Tibetan OCR Evaluation Repository
The evaluation repository complements the training repository by enabling:
- Performance Assessment: Tools to compute metrics like Character Error Rate (CER).
- Comparative Evaluation: Workflows to compare multiple OCR models.
Repository Structures
Tibetan OCR Training Repository
tibetan-ocr-training/
│
├── BudaOCR/
│ ├── Augmentations.py
│ ├── Config.py
│ ├── Models.py
│ ├── Modules.py
│ ├── Utils.py
│ └── __init__.py
│
├── Demo-CRNN_Training.ipynb
├── Demo-Easter2_Training.ipynb
├── Demo-FineTuning.ipynb
├── LICENSE
├── README.md
├── tib-stacks.txt
├── train_from_dir.py
└── train_from_dist.py
Key Components
- BudaOCR/: The core directory containing:
- Data Augmentation (Augmentations.py): Enhances data robustness.
- Model Configurations (Config.py): Defines training parameters and text rules.
- Core Architectures (Models.py): Implements CRNN and Easter2.0 models.
- Utilities (Utils.py): Functions for data preprocessing and training.
- Demo Scripts: Notebooks demonstrating workflows for CRNN and Easter2.0.
- Training Scripts: Scripts (train_from_dir.py, train_from_dist.py) for directory-based or distribution-based training.
Tibetan OCR Evaluation Repository
tibetan-ocr-evaluation/
├── Models.py
├── Modules.py
├── Utils.py
├── Demo-Evaluation.ipynb
├── Demo-Inference.ipynb
├── LICENSE
├── README.md
└── requirement.txt
Key Components
- Models.py and Modules.py: Define inference pipelines for models like CRNN, Easter2.0, and TrOCR.
- Utils.py: Provides helper functions for data processing and visualization.
- Demo Scripts: Demo-Evaluation.ipynb and Demo-Inference.ipynb demonstrate workflows for model evaluation and inference.
Data Types and Training Workflows
The training repository supports two types of data:
-
Sample Random Data:
Training uses shuffled data to expose the model to diverse patterns.
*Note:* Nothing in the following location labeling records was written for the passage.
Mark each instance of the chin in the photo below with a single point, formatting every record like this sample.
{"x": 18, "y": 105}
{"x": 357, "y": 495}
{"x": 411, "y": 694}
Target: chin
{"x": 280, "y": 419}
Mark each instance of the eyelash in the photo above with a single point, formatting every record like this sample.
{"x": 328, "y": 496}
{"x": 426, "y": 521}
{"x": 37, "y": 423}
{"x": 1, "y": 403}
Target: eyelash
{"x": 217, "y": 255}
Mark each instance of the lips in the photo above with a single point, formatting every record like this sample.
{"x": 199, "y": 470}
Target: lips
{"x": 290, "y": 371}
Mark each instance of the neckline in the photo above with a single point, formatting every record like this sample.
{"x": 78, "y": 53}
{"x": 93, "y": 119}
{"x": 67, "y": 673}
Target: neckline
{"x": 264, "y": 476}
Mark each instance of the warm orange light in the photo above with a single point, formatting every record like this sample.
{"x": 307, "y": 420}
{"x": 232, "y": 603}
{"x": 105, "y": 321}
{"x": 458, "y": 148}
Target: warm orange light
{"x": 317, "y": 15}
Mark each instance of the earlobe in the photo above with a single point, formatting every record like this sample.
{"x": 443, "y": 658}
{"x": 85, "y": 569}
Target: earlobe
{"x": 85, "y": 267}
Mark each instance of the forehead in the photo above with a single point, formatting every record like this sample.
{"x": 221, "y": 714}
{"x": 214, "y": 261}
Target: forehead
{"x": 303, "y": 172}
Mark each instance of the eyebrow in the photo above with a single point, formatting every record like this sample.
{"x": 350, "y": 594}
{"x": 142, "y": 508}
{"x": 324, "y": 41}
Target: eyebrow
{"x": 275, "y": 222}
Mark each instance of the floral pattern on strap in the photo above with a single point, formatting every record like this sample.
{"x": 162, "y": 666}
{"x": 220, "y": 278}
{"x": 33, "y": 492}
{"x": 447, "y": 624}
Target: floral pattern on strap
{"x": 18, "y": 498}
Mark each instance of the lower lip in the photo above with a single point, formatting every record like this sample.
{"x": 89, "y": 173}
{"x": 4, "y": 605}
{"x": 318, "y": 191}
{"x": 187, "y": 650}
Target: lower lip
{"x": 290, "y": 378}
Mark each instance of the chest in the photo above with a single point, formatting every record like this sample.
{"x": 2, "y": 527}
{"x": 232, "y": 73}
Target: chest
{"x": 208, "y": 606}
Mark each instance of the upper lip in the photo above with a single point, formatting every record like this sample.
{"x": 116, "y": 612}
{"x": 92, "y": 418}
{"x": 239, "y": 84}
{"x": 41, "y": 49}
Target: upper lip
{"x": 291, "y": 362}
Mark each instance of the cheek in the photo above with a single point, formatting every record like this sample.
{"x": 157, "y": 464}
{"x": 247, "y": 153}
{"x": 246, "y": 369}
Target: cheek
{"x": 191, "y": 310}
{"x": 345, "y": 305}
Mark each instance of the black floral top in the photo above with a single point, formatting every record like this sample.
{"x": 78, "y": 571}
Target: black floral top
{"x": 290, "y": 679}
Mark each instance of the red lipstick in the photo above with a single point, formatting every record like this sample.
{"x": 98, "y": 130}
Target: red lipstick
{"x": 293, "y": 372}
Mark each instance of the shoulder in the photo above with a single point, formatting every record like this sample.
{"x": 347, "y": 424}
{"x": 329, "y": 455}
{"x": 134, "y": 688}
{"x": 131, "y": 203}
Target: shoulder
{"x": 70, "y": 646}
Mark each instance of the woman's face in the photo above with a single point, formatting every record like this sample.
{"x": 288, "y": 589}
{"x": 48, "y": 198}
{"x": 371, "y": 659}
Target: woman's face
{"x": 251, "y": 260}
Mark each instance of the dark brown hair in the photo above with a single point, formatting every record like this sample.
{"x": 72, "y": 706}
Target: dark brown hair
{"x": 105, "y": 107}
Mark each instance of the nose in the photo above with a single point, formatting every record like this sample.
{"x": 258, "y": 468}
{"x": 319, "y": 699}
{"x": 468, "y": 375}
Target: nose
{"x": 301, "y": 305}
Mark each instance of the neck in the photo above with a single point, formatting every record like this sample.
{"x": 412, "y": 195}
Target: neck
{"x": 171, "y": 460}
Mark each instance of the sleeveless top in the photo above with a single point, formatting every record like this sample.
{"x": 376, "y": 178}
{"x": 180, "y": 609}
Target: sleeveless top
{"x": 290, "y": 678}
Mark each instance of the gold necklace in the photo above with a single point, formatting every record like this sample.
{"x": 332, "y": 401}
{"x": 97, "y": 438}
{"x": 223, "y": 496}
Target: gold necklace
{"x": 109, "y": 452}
Encourages generalization by reducing bias toward specific patterns. -
Data Distribution:
Predefined subsets align training with real-world distributions.
Optimizes model performance for domain-specific datasets.
CRNN Training Workflow
CRNN (Convolutional Recurrent Neural Network) combines CNNs for feature extraction and RNNs for sequence modeling. Here’s a workflow for training CRNN on shuffled data:
# Shuffle image and label paths
image_paths, label_paths = shuffle_data(image_paths, label_paths)
ocr_trainer = OCRTrainer(
network=CRNNNetwork(image_width=3200, image_height=100, num_classes=num_classes),
label_encoder=wylie_encoder,
batch_size=16,
output_dir="Output",
)
ocr_trainer.init(image_paths, label_paths)
ocr_trainer.train(epochs=48, check_cer=True)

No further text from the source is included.